Questions mount over tracking of Vienna gunman

05 November, 2020
Questions mount over tracking of Vienna gunman
Questions were mounting in Austria on Wednesday about how precisely a convicted Islamic State sympathiser could perform the deadly gun rampage in the heart of the administrative centre Vienna.

Investigators are trying to piece together more details about the gunman's circle after detaining 14 people in the wake of Monday's shooting, the first major attack in Austria for many years and the first blamed on a jihadist.

The assailant, named as 20-year-old dual Austrian-Macedonian national Kujtim Fejzulai, have been convicted and sentenced to prison in April this past year for trying to go to Syria and join IS.

But he premiered on probation in December, prior to the end of his 22-month sentence, and have been referred to organizations focusing on de-radicalization.

The Islamic State group -- which has claimed numerous attacks in Europe -- said Tuesday a "soldier of the caliphate" was responsible for the shooting, which killed four persons and left more wounded.

The gunman opened fire indiscriminately in the historic centre of the city just hours before Austria imposed a coronavirus lockdown, when persons were out in bars and restaurants enjoying your final nights relative freedom.

The streets of Vienna were returning to normal on Wednesday -- albeit under the virus restrictions -- after schools and shops had largely stayed closed after the attack.

Austrian Chancellor Sebastian Kurz has described your choice to release Fejzulai -- who was simply shot dead by police on Monday evening -- as "definitely wrong".

"If he previously not been released then your terror attack wouldn't normally have already been possible," Kurz told public broadcaster ORF on Tuesday.

Austria's top security chief Franz Ruf told local media that at his last session of a publicly-funded de-radicalization program in late October, Fejzulai had condemned the recent jihadist attacks in France.

Interior Minister Karl Nehammer said Tuesday the attacker had successfully "fooled" the programs to be able to achieve his early release.

Nehammer said his case had proven up a "fracture" in the machine and that raids at Fejzulai's home after the attack revealed plentiful proof his radical views.

He referred to a Facebook post where Fejzulai posed with the Kalashnikov and the machete he'd continue to use in the attack, as well as IS slogans.

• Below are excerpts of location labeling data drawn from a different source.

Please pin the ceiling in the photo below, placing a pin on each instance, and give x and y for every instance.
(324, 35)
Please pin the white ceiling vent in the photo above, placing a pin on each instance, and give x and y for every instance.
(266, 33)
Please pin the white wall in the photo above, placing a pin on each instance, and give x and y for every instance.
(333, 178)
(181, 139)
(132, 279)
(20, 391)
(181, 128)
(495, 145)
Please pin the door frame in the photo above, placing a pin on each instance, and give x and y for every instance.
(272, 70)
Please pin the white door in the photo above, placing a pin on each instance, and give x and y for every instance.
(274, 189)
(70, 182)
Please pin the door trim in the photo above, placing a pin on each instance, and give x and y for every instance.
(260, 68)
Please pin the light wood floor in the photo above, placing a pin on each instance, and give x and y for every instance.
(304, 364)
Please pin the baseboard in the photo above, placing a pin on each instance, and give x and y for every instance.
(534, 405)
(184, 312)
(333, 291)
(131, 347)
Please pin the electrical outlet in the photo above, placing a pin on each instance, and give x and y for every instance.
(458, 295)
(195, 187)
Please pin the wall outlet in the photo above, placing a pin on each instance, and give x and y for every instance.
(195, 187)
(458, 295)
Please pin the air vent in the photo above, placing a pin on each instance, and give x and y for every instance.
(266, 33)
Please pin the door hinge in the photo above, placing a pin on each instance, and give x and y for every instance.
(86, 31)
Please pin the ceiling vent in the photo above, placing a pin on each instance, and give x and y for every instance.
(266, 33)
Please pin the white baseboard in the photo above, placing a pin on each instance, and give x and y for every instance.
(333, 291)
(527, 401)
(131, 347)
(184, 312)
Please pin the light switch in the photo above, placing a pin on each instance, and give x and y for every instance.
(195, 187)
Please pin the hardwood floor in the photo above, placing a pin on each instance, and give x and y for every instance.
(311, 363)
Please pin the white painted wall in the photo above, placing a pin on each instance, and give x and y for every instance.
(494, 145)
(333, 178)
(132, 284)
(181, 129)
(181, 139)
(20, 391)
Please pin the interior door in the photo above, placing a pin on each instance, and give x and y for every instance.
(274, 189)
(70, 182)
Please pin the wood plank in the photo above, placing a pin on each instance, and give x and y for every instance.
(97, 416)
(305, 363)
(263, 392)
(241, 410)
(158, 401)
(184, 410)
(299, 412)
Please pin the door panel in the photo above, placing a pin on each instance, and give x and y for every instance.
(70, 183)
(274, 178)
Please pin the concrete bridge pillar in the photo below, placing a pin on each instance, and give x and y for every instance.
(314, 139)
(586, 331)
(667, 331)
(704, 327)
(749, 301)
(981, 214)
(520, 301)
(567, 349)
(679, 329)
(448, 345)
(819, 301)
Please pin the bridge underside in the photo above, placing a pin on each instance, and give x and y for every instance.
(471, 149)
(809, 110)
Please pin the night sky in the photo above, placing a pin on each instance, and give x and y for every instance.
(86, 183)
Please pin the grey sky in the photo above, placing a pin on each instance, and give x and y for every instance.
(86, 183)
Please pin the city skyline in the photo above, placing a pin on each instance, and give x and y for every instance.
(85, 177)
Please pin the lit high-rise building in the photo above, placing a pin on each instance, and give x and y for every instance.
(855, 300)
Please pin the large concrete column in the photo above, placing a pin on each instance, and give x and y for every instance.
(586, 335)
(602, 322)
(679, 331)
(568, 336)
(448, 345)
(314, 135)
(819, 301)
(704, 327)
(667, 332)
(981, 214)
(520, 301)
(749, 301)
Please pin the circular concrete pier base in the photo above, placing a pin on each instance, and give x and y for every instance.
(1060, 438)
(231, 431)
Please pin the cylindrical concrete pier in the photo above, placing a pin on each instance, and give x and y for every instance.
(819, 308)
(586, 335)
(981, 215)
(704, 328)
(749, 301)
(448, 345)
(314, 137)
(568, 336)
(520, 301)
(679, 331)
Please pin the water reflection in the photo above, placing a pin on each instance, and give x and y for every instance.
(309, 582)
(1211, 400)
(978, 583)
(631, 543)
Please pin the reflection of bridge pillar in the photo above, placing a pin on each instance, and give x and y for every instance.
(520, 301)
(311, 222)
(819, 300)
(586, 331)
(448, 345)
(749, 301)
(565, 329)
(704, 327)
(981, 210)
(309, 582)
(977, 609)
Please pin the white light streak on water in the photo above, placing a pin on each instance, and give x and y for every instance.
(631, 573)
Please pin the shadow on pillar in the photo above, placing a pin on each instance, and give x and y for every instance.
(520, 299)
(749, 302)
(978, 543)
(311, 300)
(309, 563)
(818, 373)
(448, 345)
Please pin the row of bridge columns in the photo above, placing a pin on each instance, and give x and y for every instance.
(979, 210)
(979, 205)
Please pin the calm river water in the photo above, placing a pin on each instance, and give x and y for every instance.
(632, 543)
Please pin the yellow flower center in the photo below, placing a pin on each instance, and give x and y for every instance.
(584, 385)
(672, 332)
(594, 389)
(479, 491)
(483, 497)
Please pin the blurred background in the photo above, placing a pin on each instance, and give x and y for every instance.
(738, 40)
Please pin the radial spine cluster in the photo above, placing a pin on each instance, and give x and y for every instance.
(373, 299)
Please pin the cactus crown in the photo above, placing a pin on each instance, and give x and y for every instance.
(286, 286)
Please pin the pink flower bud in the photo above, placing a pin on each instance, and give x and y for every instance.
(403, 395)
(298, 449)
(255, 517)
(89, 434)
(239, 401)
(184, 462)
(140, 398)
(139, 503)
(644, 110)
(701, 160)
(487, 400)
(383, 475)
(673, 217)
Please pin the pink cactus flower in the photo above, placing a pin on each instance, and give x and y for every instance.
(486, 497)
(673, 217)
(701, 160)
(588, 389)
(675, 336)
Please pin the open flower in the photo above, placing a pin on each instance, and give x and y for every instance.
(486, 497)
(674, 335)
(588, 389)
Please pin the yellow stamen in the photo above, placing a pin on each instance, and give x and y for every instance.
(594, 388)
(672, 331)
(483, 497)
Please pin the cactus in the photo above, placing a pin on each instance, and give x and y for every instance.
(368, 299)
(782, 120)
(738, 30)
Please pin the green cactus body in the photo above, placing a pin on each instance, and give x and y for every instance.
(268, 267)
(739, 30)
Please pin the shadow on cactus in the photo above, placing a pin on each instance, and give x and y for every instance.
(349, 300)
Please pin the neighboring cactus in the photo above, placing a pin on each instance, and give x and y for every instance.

"Nobody would have thought him capable of something similar to this," Nikolaus Rast, the attorney who represented Fejzulai this past year, told AFP on Wednesday.

He also raised questions about possible oversights by the de-radicalization programs Fejzulai had attended.

"Without attempting to put the blame on someone, if they're the experts, why didn't they notice anything?" Rast said.

"They must have had the most -- and the last -- connection with him."

Police are now working on the assumption that Fejzulai was the only real gunman, following the authorities initially feared in the aftermath of the attack that more than one assailant could possibly be at large.

They have completed 18 raids and made 14 arrests over the killings, and Ruf said it was possible some of those becoming questioned by police could be accomplices.

The investigation is spanning several countries, with Switzerland making two arrests and Macedonia, where Fejzulai has family roots, cooperating with the Austrian authorities.

Kurz on Tuesday called for an EU response to "political Islam", saying the ideology was "dangerous" for European freedoms and values.

His office said Wednesday he had experienced touch with French President Emmanuel Macron to discuss joint initiatives in the fight against terrorism.

The recent re-publication of cartoons of the Prophet Mohammed in France has caused new tensions worldwide, sparking protests in a few Muslim-majority countries and calls from several terror groups for their followers to take revenge.

France itself has seen a deadly assault on churchgoers in the Mediterranean city of Nice and the beheading of a schoolteacher near Paris.